We also tested sherpa-onnx for streaming behavior. Latency characteristics were promising, but we still faced:

  • bundle and model size concerns
  • cross-origin isolation requirements
  • uneven quality on Korean technical meeting audio

So even though the runtime model was attractive, the end-to-end product constraints remained.

Performance Reality

In practice, real-time experience depended heavily on hardware class:

  • desktop: acceptable for some model sizes and configs
  • mobile: often too slow for a smooth live transcript

For our use case (live meeting capture), users care most about immediate feedback. Delayed "better" text is useful, but not enough by itself.

Korean Technical Speech Is a Special Case

Korean meeting audio with mixed English technical vocabulary is difficult for generic ASR pipelines:

  • acronyms
  • code and infra terms
  • fast topic shifts
  • overlapping speech

In this setting, domain-aware correction matters as much as raw model quality.

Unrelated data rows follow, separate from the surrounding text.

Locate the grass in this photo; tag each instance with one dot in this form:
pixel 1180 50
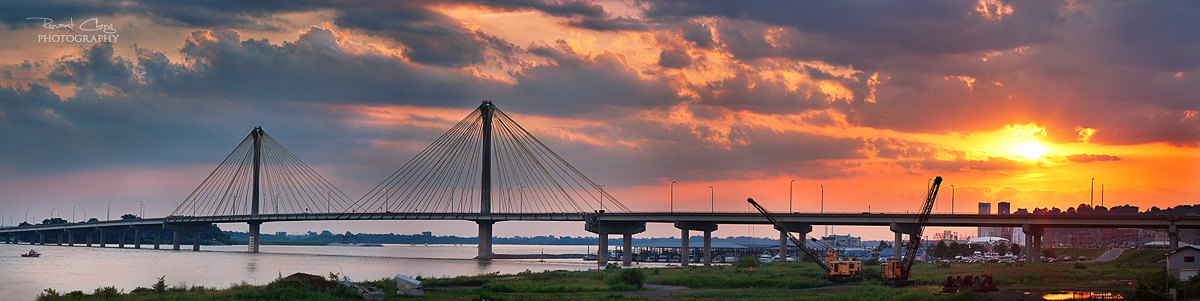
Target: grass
pixel 769 281
pixel 1091 253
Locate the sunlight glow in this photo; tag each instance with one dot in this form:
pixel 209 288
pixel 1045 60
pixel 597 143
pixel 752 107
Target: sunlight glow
pixel 1030 150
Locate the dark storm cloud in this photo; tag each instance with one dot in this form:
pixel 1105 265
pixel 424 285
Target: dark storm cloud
pixel 603 84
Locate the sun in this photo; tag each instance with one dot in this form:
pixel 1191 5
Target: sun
pixel 1030 150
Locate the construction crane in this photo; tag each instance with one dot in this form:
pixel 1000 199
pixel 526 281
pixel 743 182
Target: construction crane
pixel 837 270
pixel 897 271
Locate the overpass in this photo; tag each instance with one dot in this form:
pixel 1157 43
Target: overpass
pixel 486 169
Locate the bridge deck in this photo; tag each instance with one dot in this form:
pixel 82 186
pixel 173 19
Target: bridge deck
pixel 937 220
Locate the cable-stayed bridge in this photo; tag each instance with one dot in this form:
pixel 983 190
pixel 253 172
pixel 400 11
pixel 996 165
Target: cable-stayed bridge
pixel 486 168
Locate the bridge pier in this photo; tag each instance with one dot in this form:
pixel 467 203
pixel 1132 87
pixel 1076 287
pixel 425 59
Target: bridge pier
pixel 603 251
pixel 628 229
pixel 627 246
pixel 802 229
pixel 252 240
pixel 685 246
pixel 1174 234
pixel 485 240
pixel 1032 242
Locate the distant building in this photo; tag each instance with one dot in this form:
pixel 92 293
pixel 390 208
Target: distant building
pixel 1182 263
pixel 984 232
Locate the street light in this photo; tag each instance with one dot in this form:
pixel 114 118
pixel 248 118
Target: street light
pixel 712 199
pixel 672 197
pixel 601 197
pixel 790 190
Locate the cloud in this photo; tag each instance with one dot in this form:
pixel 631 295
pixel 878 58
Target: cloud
pixel 1091 157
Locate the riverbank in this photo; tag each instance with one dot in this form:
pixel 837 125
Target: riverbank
pixel 769 281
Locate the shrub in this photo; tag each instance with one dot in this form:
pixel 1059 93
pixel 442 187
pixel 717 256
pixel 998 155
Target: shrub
pixel 747 262
pixel 633 277
pixel 49 293
pixel 106 292
pixel 161 286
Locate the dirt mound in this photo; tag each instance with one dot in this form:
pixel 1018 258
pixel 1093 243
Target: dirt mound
pixel 309 281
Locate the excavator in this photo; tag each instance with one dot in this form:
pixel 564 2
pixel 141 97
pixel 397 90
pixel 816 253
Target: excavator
pixel 838 270
pixel 897 271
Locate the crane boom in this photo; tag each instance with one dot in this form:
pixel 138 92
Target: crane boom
pixel 799 245
pixel 915 238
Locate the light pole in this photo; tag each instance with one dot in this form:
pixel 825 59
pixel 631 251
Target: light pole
pixel 1092 198
pixel 712 199
pixel 601 197
pixel 672 197
pixel 790 192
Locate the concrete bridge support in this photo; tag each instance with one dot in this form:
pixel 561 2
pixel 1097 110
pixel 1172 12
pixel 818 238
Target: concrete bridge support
pixel 1174 234
pixel 252 240
pixel 196 240
pixel 799 229
pixel 485 240
pixel 603 229
pixel 1032 242
pixel 685 246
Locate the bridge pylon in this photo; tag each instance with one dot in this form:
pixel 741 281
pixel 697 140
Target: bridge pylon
pixel 262 179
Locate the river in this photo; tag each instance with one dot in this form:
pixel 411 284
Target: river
pixel 66 269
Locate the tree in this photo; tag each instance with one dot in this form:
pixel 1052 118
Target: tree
pixel 941 250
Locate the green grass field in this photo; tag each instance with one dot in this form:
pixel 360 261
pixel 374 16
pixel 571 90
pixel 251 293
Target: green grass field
pixel 769 281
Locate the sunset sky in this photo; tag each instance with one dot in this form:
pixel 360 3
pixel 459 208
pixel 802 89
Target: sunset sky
pixel 1009 101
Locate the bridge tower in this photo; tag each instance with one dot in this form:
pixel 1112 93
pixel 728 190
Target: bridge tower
pixel 255 227
pixel 485 184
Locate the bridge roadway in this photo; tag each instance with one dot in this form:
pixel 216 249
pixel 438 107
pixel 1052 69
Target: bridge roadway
pixel 629 223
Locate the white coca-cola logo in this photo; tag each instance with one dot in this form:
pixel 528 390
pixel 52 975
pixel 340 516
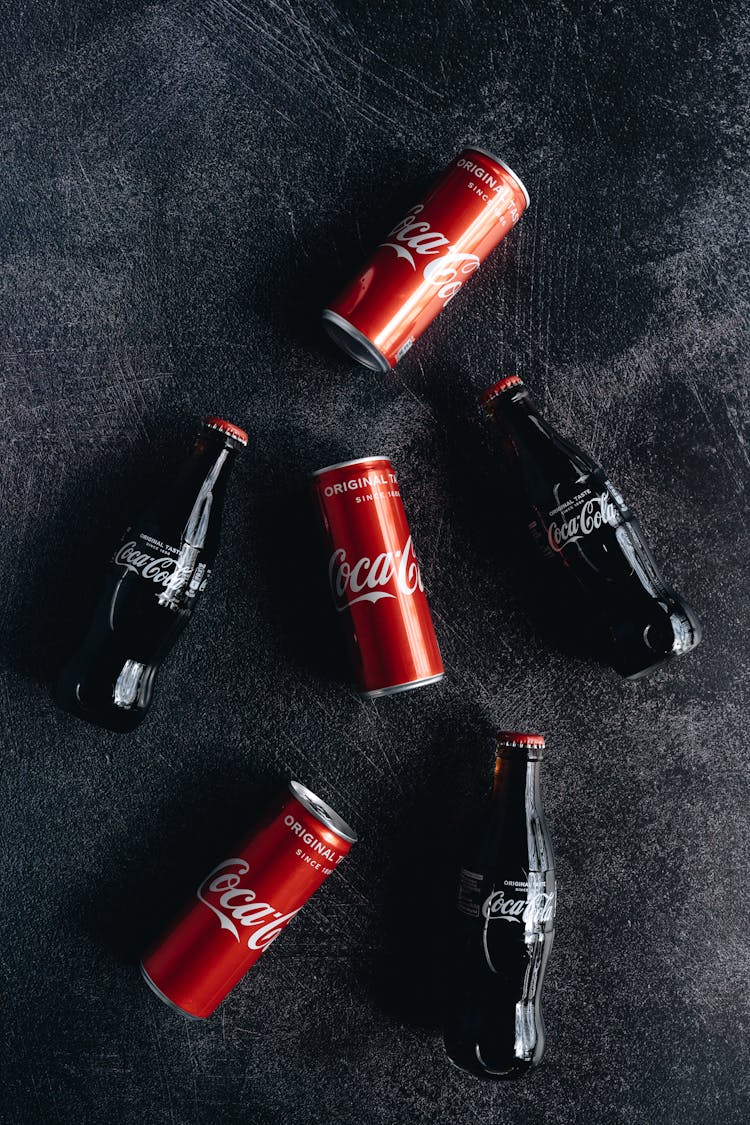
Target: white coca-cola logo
pixel 366 581
pixel 237 908
pixel 532 909
pixel 412 237
pixel 160 570
pixel 593 513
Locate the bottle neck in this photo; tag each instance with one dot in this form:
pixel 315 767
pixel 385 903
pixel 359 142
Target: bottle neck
pixel 527 437
pixel 186 513
pixel 516 784
pixel 210 461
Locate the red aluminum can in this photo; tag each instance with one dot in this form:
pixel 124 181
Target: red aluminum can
pixel 425 259
pixel 375 577
pixel 245 901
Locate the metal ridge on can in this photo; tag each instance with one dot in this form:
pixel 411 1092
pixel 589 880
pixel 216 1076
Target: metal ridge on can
pixel 346 465
pixel 322 811
pixel 490 155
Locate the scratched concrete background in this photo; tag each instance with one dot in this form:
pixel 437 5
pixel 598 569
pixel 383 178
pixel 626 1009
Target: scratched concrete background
pixel 182 186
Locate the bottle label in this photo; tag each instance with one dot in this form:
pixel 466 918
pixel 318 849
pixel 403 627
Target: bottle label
pixel 527 901
pixel 175 569
pixel 583 513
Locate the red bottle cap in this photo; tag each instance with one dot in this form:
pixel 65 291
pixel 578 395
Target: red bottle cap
pixel 497 388
pixel 521 738
pixel 224 426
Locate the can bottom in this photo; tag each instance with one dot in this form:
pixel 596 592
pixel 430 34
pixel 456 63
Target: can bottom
pixel 353 342
pixel 165 999
pixel 409 685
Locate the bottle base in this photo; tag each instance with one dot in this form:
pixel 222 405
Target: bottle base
pixel 119 723
pixel 488 1076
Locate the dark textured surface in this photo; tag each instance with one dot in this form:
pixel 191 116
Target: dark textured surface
pixel 181 188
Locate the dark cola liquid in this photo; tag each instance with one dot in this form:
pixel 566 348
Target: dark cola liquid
pixel 602 574
pixel 504 930
pixel 154 581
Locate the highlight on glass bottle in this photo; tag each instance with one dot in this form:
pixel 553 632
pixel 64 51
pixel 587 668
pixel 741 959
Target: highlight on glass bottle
pixel 593 548
pixel 504 923
pixel 154 581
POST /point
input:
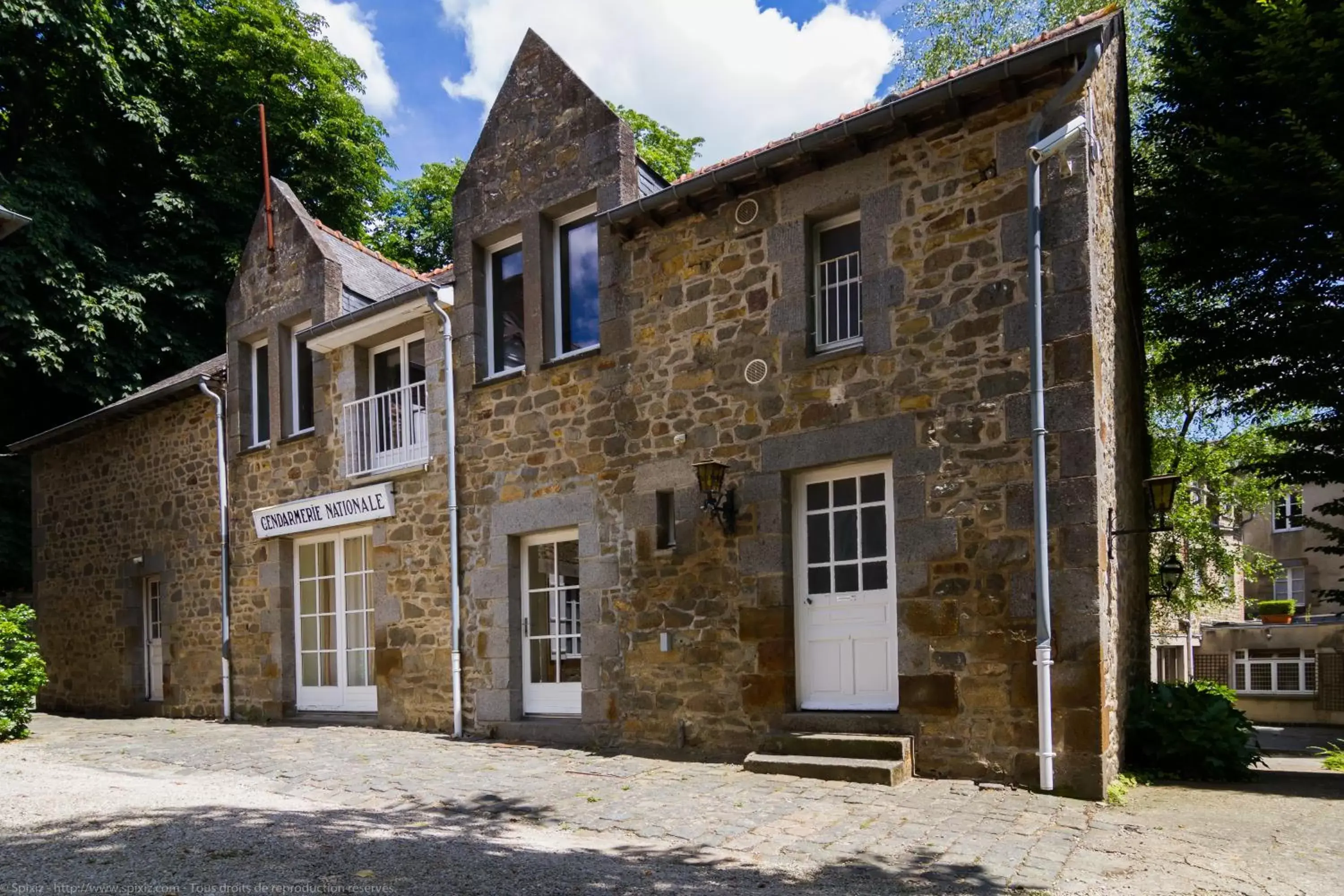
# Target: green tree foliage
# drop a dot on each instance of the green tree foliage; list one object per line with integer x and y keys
{"x": 414, "y": 218}
{"x": 22, "y": 671}
{"x": 1191, "y": 730}
{"x": 128, "y": 135}
{"x": 1241, "y": 205}
{"x": 664, "y": 150}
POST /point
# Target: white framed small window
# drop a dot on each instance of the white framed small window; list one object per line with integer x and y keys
{"x": 836, "y": 308}
{"x": 300, "y": 381}
{"x": 574, "y": 306}
{"x": 1275, "y": 671}
{"x": 504, "y": 345}
{"x": 260, "y": 398}
{"x": 1288, "y": 512}
{"x": 1291, "y": 585}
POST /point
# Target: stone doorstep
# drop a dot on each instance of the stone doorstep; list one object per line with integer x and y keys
{"x": 863, "y": 771}
{"x": 839, "y": 746}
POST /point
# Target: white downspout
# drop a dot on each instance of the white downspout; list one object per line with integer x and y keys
{"x": 225, "y": 646}
{"x": 437, "y": 300}
{"x": 1038, "y": 152}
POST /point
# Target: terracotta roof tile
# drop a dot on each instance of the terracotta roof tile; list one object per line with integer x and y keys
{"x": 924, "y": 85}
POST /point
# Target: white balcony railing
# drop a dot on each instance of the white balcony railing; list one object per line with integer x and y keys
{"x": 388, "y": 431}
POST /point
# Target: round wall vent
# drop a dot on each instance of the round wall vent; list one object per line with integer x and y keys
{"x": 746, "y": 213}
{"x": 757, "y": 371}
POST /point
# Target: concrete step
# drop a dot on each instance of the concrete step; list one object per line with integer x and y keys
{"x": 863, "y": 771}
{"x": 849, "y": 723}
{"x": 840, "y": 746}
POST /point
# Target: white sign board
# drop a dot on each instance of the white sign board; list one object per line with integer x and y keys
{"x": 326, "y": 511}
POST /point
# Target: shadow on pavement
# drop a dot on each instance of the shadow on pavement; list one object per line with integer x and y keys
{"x": 488, "y": 845}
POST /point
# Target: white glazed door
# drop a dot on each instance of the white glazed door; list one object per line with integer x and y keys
{"x": 844, "y": 587}
{"x": 154, "y": 640}
{"x": 334, "y": 625}
{"x": 551, "y": 637}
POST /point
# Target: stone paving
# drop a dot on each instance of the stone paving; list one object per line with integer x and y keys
{"x": 1284, "y": 835}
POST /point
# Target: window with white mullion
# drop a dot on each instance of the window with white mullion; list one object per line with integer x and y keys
{"x": 838, "y": 308}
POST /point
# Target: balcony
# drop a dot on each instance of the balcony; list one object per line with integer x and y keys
{"x": 386, "y": 432}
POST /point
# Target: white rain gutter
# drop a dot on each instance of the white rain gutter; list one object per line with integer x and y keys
{"x": 1038, "y": 152}
{"x": 225, "y": 646}
{"x": 437, "y": 302}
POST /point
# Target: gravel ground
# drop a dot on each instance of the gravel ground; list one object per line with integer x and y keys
{"x": 158, "y": 806}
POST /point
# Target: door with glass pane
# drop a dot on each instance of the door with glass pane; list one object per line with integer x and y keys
{"x": 400, "y": 413}
{"x": 551, "y": 637}
{"x": 846, "y": 587}
{"x": 334, "y": 624}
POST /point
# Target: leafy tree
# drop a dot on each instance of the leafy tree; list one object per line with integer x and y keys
{"x": 128, "y": 135}
{"x": 414, "y": 218}
{"x": 22, "y": 671}
{"x": 1241, "y": 205}
{"x": 664, "y": 150}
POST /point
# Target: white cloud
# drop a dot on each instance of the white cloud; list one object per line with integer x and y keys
{"x": 725, "y": 70}
{"x": 351, "y": 31}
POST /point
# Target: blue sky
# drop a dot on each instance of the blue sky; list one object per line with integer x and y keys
{"x": 737, "y": 72}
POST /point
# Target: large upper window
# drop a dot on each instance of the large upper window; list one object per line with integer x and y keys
{"x": 300, "y": 381}
{"x": 1275, "y": 671}
{"x": 260, "y": 397}
{"x": 836, "y": 312}
{"x": 1288, "y": 512}
{"x": 576, "y": 312}
{"x": 504, "y": 308}
{"x": 1291, "y": 585}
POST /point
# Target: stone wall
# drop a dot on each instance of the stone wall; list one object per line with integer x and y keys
{"x": 138, "y": 488}
{"x": 940, "y": 388}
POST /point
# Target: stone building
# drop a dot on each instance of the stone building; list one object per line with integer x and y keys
{"x": 840, "y": 319}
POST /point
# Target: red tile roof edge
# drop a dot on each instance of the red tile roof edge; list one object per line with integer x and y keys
{"x": 924, "y": 85}
{"x": 377, "y": 254}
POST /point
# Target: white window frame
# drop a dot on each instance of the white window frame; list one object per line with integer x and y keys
{"x": 1291, "y": 577}
{"x": 295, "y": 332}
{"x": 557, "y": 324}
{"x": 258, "y": 401}
{"x": 1242, "y": 668}
{"x": 820, "y": 228}
{"x": 1289, "y": 500}
{"x": 490, "y": 307}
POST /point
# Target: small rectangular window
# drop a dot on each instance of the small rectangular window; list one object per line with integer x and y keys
{"x": 667, "y": 520}
{"x": 260, "y": 394}
{"x": 836, "y": 310}
{"x": 302, "y": 381}
{"x": 1288, "y": 512}
{"x": 576, "y": 302}
{"x": 504, "y": 308}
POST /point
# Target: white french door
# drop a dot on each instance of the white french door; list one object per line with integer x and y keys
{"x": 154, "y": 638}
{"x": 334, "y": 624}
{"x": 551, "y": 637}
{"x": 846, "y": 587}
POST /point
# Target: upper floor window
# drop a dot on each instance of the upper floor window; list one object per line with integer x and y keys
{"x": 506, "y": 350}
{"x": 836, "y": 314}
{"x": 1288, "y": 512}
{"x": 300, "y": 381}
{"x": 260, "y": 397}
{"x": 576, "y": 302}
{"x": 1291, "y": 585}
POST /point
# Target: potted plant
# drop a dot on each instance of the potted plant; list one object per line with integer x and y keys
{"x": 1280, "y": 612}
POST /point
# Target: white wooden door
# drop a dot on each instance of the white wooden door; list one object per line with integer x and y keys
{"x": 154, "y": 640}
{"x": 334, "y": 624}
{"x": 551, "y": 637}
{"x": 846, "y": 587}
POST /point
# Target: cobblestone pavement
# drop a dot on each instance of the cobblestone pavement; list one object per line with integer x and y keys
{"x": 195, "y": 805}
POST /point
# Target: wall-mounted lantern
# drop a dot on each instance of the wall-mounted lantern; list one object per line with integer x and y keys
{"x": 1171, "y": 571}
{"x": 718, "y": 503}
{"x": 1162, "y": 495}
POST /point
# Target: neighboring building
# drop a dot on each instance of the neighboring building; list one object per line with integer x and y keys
{"x": 839, "y": 318}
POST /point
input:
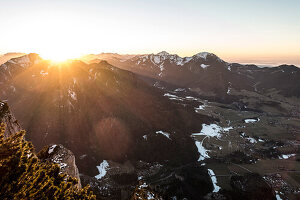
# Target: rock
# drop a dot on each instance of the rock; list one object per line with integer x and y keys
{"x": 6, "y": 117}
{"x": 251, "y": 186}
{"x": 189, "y": 181}
{"x": 63, "y": 157}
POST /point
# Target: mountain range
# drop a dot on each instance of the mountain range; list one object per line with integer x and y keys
{"x": 158, "y": 118}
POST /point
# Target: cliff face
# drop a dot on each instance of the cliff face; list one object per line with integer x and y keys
{"x": 53, "y": 153}
{"x": 12, "y": 125}
{"x": 63, "y": 157}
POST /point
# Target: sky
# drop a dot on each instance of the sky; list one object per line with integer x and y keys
{"x": 246, "y": 31}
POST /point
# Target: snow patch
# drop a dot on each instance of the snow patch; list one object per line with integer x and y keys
{"x": 247, "y": 121}
{"x": 212, "y": 130}
{"x": 164, "y": 134}
{"x": 204, "y": 66}
{"x": 214, "y": 180}
{"x": 202, "y": 151}
{"x": 102, "y": 168}
{"x": 51, "y": 149}
{"x": 287, "y": 156}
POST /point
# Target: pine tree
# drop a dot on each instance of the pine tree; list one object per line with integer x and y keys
{"x": 24, "y": 176}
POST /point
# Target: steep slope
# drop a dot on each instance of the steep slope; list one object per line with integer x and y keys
{"x": 5, "y": 57}
{"x": 97, "y": 111}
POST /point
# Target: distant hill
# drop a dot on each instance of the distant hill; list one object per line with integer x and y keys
{"x": 4, "y": 58}
{"x": 97, "y": 110}
{"x": 207, "y": 74}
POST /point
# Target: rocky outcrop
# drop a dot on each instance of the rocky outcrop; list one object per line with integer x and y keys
{"x": 12, "y": 125}
{"x": 251, "y": 186}
{"x": 63, "y": 157}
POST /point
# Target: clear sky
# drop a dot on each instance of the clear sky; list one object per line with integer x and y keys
{"x": 265, "y": 31}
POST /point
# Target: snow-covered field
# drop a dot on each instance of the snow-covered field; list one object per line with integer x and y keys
{"x": 214, "y": 180}
{"x": 102, "y": 168}
{"x": 211, "y": 130}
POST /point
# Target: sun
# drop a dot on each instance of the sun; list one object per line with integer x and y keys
{"x": 58, "y": 56}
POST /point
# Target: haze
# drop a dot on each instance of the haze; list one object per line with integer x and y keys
{"x": 257, "y": 31}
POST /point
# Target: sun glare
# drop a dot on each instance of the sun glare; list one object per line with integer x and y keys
{"x": 57, "y": 56}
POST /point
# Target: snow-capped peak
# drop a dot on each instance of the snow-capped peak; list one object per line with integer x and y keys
{"x": 202, "y": 55}
{"x": 163, "y": 53}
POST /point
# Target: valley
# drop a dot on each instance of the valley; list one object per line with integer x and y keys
{"x": 163, "y": 133}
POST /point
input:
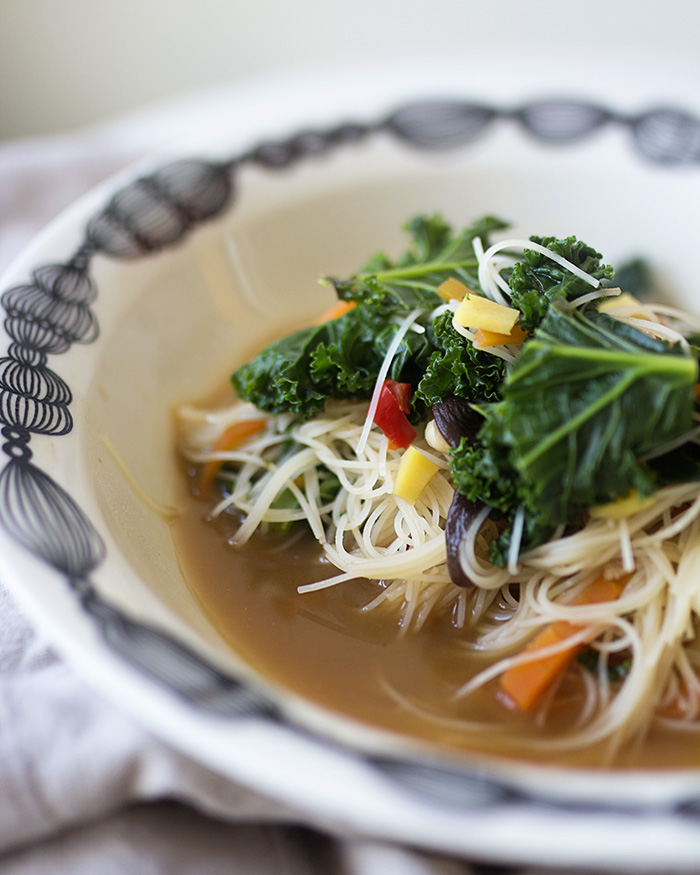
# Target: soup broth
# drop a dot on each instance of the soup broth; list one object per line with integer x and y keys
{"x": 327, "y": 647}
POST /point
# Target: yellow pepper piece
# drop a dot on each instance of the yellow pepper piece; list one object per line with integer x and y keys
{"x": 415, "y": 472}
{"x": 623, "y": 300}
{"x": 477, "y": 312}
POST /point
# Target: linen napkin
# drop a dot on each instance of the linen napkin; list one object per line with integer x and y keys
{"x": 83, "y": 789}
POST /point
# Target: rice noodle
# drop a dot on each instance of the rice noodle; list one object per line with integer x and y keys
{"x": 366, "y": 531}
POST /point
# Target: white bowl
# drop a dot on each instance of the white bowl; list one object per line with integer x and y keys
{"x": 178, "y": 301}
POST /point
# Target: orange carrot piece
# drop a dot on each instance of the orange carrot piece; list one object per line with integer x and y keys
{"x": 524, "y": 684}
{"x": 340, "y": 308}
{"x": 483, "y": 338}
{"x": 227, "y": 440}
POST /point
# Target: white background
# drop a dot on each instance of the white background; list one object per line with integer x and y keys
{"x": 65, "y": 64}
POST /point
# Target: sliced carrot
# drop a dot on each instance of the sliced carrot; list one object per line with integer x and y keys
{"x": 484, "y": 338}
{"x": 524, "y": 684}
{"x": 227, "y": 440}
{"x": 340, "y": 308}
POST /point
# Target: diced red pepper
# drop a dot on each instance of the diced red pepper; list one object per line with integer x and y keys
{"x": 390, "y": 415}
{"x": 402, "y": 393}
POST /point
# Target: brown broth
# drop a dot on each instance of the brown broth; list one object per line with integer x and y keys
{"x": 323, "y": 646}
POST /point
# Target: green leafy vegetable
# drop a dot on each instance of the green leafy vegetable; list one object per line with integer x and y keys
{"x": 341, "y": 358}
{"x": 458, "y": 368}
{"x": 436, "y": 253}
{"x": 585, "y": 400}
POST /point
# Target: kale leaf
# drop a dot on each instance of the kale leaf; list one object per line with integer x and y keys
{"x": 341, "y": 358}
{"x": 434, "y": 254}
{"x": 458, "y": 368}
{"x": 536, "y": 281}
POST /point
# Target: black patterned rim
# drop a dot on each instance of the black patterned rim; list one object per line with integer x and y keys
{"x": 52, "y": 311}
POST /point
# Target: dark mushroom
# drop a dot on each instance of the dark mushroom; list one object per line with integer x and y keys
{"x": 455, "y": 418}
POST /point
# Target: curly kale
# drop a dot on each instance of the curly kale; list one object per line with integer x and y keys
{"x": 341, "y": 358}
{"x": 536, "y": 281}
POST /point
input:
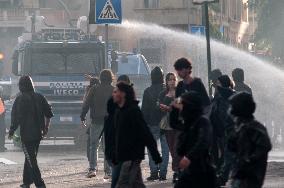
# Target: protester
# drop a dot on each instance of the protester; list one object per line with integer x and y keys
{"x": 184, "y": 69}
{"x": 109, "y": 133}
{"x": 239, "y": 78}
{"x": 2, "y": 122}
{"x": 194, "y": 142}
{"x": 165, "y": 99}
{"x": 131, "y": 137}
{"x": 250, "y": 143}
{"x": 153, "y": 116}
{"x": 215, "y": 74}
{"x": 96, "y": 101}
{"x": 31, "y": 112}
{"x": 94, "y": 82}
{"x": 222, "y": 127}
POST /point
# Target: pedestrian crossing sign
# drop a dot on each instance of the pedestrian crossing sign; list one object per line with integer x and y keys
{"x": 105, "y": 12}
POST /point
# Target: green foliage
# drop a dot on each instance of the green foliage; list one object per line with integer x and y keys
{"x": 215, "y": 32}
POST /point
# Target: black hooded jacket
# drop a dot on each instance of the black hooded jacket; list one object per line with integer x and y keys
{"x": 221, "y": 122}
{"x": 132, "y": 135}
{"x": 195, "y": 139}
{"x": 109, "y": 129}
{"x": 197, "y": 86}
{"x": 29, "y": 112}
{"x": 251, "y": 144}
{"x": 150, "y": 108}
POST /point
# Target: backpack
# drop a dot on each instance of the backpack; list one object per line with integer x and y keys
{"x": 220, "y": 119}
{"x": 102, "y": 93}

Where Browser Whisper Actually Works Well

We did not abandon browser inference. We narrowed the scope.

Great use cases:

  • offline transcription of pre-recorded audio
  • privacy-sensitive local processing
  • non-real-time workflows where users accept delay

Weak use case today:

  • low-latency, always-on live meeting transcription on mixed client hardware

Product Decision: Labs, Not Core Path

VORA Labs Overview

We kept Whisper in our Labs track as an experimental feature and kept real-time transcription in the main app on a lower-latency path.

We are still exploring hybrid workflows:

  • live transcript first
  • higher-accuracy pass afterward

This gives users immediate usability and a better final artifact.

Takeaway

Before committing to browser AI for production, benchmark the exact user path on real user hardware.

If the product needs immediate output, optimize for latency first. If the product needs maximum accuracy and privacy on recorded content, browser inference can be a strong fit.